Turmas Criminais têm chamado à legalidade os agentes estatais que ultrapassam os limites dos poderes instituídos e do uso autorizado da força

Por 

Pierpaolo Cruz Bottini*

 

Quando o assunto é o Judiciário, o STF ganha holofotes, pauta matérias e salta no centro das atenções. No entanto, às vezes vale um olhar mais cuidadoso sobre outros órgãos do mesmo Poder, talvez mais discretos, mas cuja atuação merece atenção pelos impactos em setores importantes, como no direito penal e na segurança pública.

É o caso do STJ.

Nos últimos tempos, esse tribunal tem se destacado por decisões importantes sobre a aplicação das normas criminais e os limites aos poderes do Estado. Pouco comentada, sua atuação tem pautado uma reformulação nas políticas de segurança, e merece ser conhecida e reconhecida.

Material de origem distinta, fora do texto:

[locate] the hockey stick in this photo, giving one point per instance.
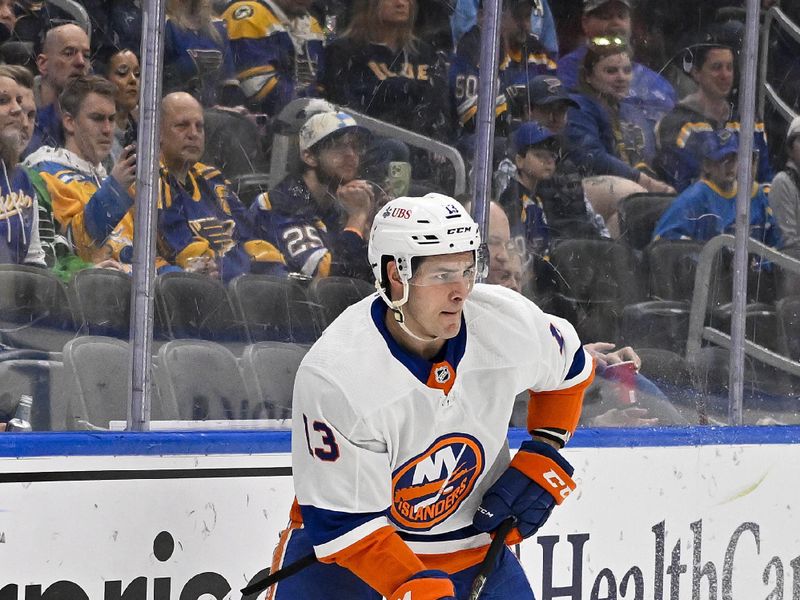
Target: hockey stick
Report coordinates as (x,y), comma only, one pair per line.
(487,566)
(280,575)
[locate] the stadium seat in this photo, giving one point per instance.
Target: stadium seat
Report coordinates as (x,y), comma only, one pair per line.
(202,379)
(662,324)
(788,316)
(197,307)
(269,369)
(99,370)
(671,266)
(43,380)
(597,278)
(103,302)
(274,309)
(331,295)
(638,215)
(761,323)
(35,311)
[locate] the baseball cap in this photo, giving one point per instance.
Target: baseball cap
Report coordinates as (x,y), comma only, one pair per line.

Por muito tempo, o Judiciário brasileiro nem sempre atuou para evitar arbitrariedades ou atos de violência contra certas parcelas da população. Abordagens policiais sem motivo, efetuadas por autoridades incompetentes, invasões de domicílio sem fundamento — ou fundadas apenas em preconceitos raciais — acabavam legitimadas por um desdém institucional, por um discurso de que pequenas ilegalidades são aceitáveis em nome do combate ao tráfico de drogas ou a qualquer crime semelhante, por um misto de conservadorismo e preconceito direcionado aos clientes usuais do sistema penal: os pretos e os pobres.

As Turmas Criminais do STJ têm enfrentado tais situações, chamando à legalidade os agentes estatais que ultrapassam os limites dos poderes instituídos e do uso autorizado da força. Alguns exemplos ilustram bem essa atuação.

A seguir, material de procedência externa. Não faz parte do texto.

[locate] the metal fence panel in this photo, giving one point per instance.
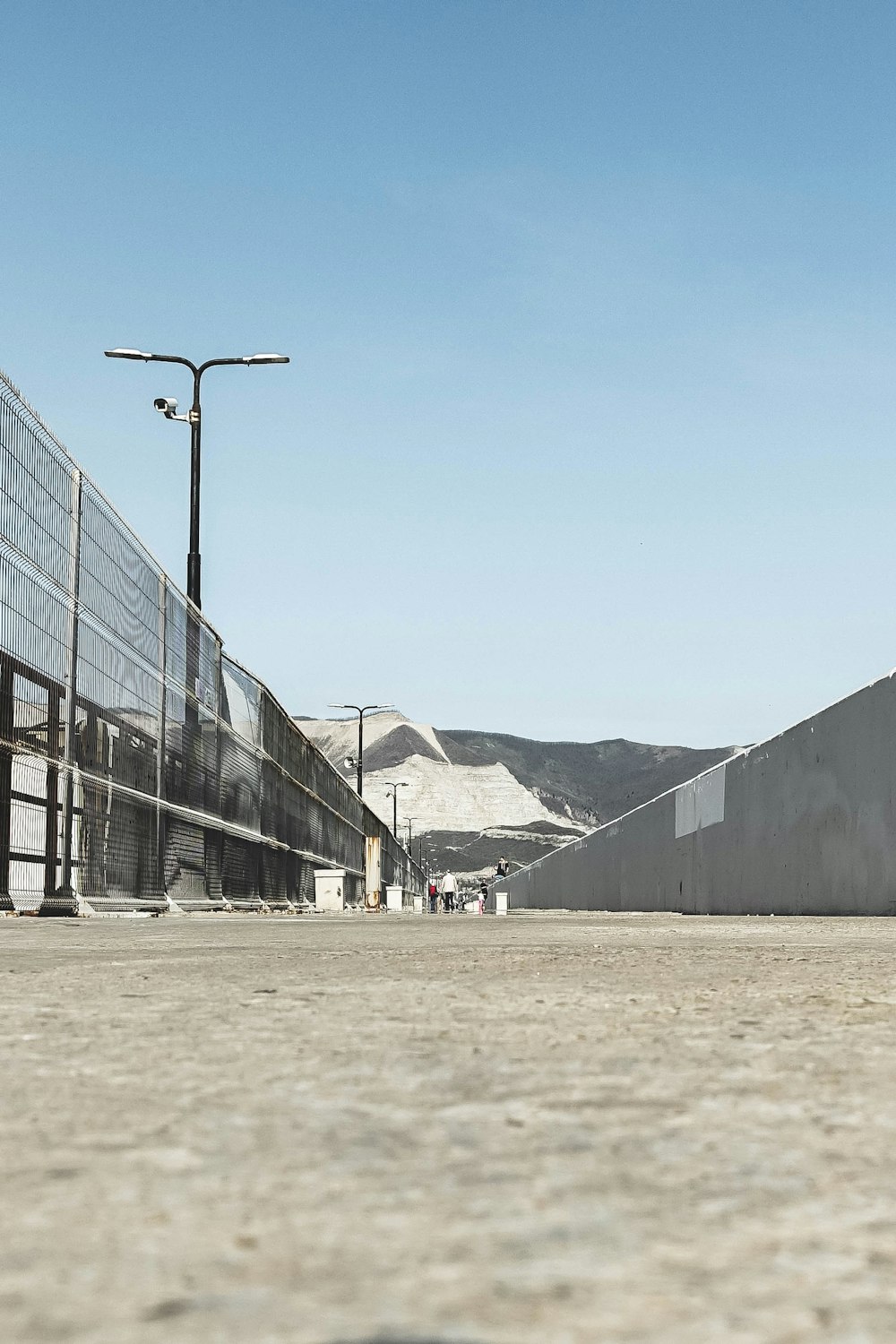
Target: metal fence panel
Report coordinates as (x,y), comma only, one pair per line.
(140,766)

Um primeiro: a invasão de domicílio. A sacrossanta defesa da propriedade e intimidade, inviolável quando se trata da parcela mais abastada da população, nunca foi empecilho para a entrada arbitrária de agentes policiais em casas mais humildes, na periferia, longe dos olhos dos guardiões dos direitos humanos. A invasão é justificada, muitas vezes, por vagas razões, como “atitude suspeita do morador”, “denúncias anônimas”, “cheiro de drogas”, e assim por diante. A inviolabilidade domiciliar, prevista na Constituição como direito fundamental, é um castelo de cartas diante de um conceito de “flagrante delito” que abriga qualquer má-impressão que o dono da casa cause ao policial, em geral ligada à cor ou à condição social da vítima do arbítrio.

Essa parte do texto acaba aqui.